Korean Lettuce Kimchi (Quick Leaf Gochugaru Dressed)
Sangchu kimchi is a quick Korean lettuce kimchi made by tearing leaf lettuce into bite-sized pieces, lightly salting for ten minutes to wilt the leaves just enough, then tossing them in a dressing of gochugaru, sand lance fish sauce, minced garlic, vinegar, and sugar. The lettuce absorbs the seasoning and softens, but eating it before it fully collapses preserves a slight crispness at the leaf edges. Fish sauce's fermented depth adds weight to the lettuce's otherwise mild green flavor, and vinegar leaves a clean, tangy finish. Sesame seeds contribute a toasted accent with each chew.

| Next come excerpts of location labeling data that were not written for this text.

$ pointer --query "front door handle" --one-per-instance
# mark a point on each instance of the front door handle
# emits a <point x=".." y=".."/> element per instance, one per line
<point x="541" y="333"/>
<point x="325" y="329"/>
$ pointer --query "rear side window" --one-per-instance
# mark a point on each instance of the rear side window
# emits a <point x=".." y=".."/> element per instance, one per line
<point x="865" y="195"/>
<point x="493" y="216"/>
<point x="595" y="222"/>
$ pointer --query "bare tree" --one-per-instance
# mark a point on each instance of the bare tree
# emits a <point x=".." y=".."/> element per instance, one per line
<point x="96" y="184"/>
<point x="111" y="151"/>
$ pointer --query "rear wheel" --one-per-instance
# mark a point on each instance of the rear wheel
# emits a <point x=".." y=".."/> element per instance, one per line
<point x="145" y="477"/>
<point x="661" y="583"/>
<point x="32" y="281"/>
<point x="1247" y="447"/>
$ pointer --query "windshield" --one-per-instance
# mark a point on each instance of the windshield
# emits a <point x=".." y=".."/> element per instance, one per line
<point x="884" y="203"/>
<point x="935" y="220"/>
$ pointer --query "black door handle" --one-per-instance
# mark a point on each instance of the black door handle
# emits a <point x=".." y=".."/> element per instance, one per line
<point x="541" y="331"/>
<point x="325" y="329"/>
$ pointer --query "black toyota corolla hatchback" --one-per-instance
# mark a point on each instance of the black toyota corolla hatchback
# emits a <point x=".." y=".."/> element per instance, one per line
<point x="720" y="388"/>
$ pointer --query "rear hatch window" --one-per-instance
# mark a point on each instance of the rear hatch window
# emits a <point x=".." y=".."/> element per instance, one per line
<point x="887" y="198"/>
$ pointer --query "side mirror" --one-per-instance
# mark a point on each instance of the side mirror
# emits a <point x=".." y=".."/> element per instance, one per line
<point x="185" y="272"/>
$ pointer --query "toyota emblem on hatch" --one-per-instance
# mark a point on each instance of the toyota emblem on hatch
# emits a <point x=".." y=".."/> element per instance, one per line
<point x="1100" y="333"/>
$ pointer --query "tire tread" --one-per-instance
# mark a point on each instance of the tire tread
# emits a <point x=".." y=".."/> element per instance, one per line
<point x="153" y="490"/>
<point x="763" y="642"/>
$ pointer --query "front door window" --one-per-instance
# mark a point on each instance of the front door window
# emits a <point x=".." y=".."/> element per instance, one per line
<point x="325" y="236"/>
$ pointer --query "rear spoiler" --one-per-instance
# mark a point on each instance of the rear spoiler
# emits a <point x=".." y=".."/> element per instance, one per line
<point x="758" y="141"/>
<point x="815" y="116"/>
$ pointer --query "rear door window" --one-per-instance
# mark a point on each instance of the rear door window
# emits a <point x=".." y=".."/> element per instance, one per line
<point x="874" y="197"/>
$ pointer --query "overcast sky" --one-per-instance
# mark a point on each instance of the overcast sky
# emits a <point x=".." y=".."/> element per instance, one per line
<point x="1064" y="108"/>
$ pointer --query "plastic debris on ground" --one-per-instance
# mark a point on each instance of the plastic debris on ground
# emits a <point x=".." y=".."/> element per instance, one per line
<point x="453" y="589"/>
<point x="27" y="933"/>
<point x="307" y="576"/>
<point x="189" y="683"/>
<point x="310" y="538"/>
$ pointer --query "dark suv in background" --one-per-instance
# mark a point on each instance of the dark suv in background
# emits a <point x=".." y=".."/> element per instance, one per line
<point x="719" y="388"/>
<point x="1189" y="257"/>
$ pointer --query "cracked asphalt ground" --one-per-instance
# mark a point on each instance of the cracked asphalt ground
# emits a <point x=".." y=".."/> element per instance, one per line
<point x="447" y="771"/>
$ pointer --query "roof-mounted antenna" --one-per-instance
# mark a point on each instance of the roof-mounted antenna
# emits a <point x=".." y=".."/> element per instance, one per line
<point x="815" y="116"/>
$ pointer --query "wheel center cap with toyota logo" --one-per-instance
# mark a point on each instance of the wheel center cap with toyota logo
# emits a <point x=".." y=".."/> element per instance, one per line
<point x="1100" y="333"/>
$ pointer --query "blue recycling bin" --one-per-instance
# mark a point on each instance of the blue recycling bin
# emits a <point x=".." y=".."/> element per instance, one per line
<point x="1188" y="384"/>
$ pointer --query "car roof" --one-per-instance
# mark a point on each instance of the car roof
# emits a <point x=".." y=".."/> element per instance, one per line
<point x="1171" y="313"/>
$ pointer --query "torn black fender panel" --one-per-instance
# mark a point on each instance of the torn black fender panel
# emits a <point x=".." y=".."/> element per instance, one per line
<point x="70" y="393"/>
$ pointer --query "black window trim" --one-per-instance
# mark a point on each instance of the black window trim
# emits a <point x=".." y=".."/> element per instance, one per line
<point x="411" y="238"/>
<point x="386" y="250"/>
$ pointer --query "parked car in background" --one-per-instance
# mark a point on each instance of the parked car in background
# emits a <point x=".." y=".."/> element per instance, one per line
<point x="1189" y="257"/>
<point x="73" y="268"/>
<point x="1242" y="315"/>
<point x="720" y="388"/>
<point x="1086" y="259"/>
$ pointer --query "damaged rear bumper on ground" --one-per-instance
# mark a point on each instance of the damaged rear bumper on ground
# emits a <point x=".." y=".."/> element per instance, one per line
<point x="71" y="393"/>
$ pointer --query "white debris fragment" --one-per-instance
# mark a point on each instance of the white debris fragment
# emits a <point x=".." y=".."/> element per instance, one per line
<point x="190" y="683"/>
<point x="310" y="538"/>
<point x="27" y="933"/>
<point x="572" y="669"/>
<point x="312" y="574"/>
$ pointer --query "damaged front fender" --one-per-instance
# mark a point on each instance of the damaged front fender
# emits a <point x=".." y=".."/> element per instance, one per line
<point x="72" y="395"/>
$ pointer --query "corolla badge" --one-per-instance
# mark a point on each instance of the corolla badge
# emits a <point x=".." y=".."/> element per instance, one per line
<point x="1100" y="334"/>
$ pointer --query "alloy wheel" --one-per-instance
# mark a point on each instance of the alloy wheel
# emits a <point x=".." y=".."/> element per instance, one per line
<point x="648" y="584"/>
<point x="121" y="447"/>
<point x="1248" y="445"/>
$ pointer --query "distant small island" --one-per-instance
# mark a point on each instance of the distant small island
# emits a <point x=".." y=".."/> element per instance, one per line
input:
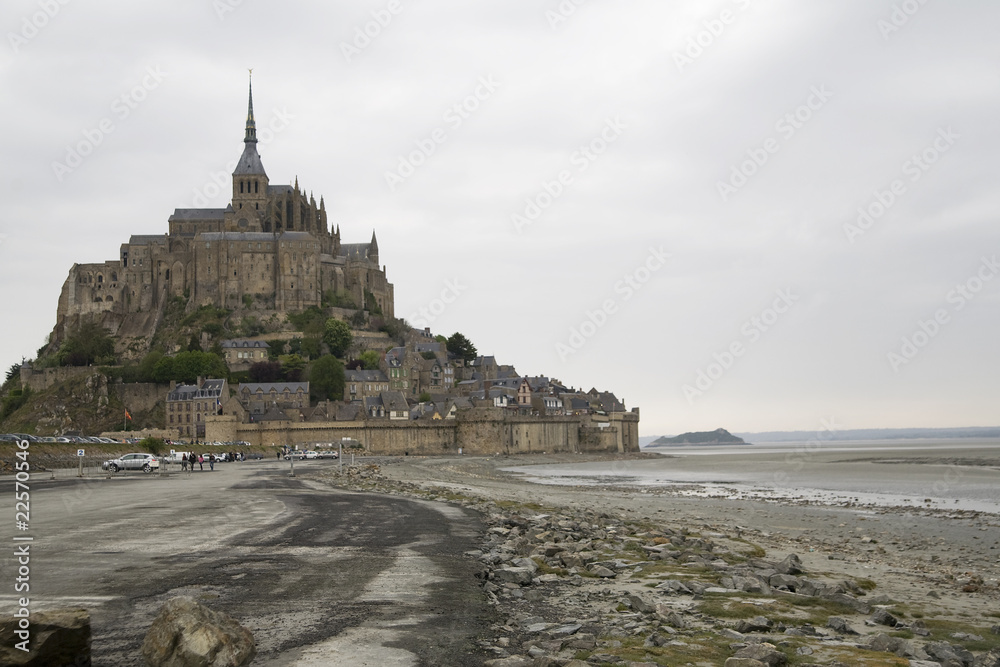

Thorough drying after salting is essential - residual water dilutes the seasoning rapidly, turning the kimchi bland within hours.
Adjust Servings
Instructions
- 1
Wash lettuce, dry thoroughly, and tear into bite-size pieces.
- 2
Lightly salt for 10 minutes and blot excess moisture.
- 3
Combine chili flakes, garlic, fish sauce, vinegar, and sugar.
- 4
Toss lettuce quickly with seasoning and sprinkle sesame.
- 5
Serve immediately or chill for about 2 hours before serving.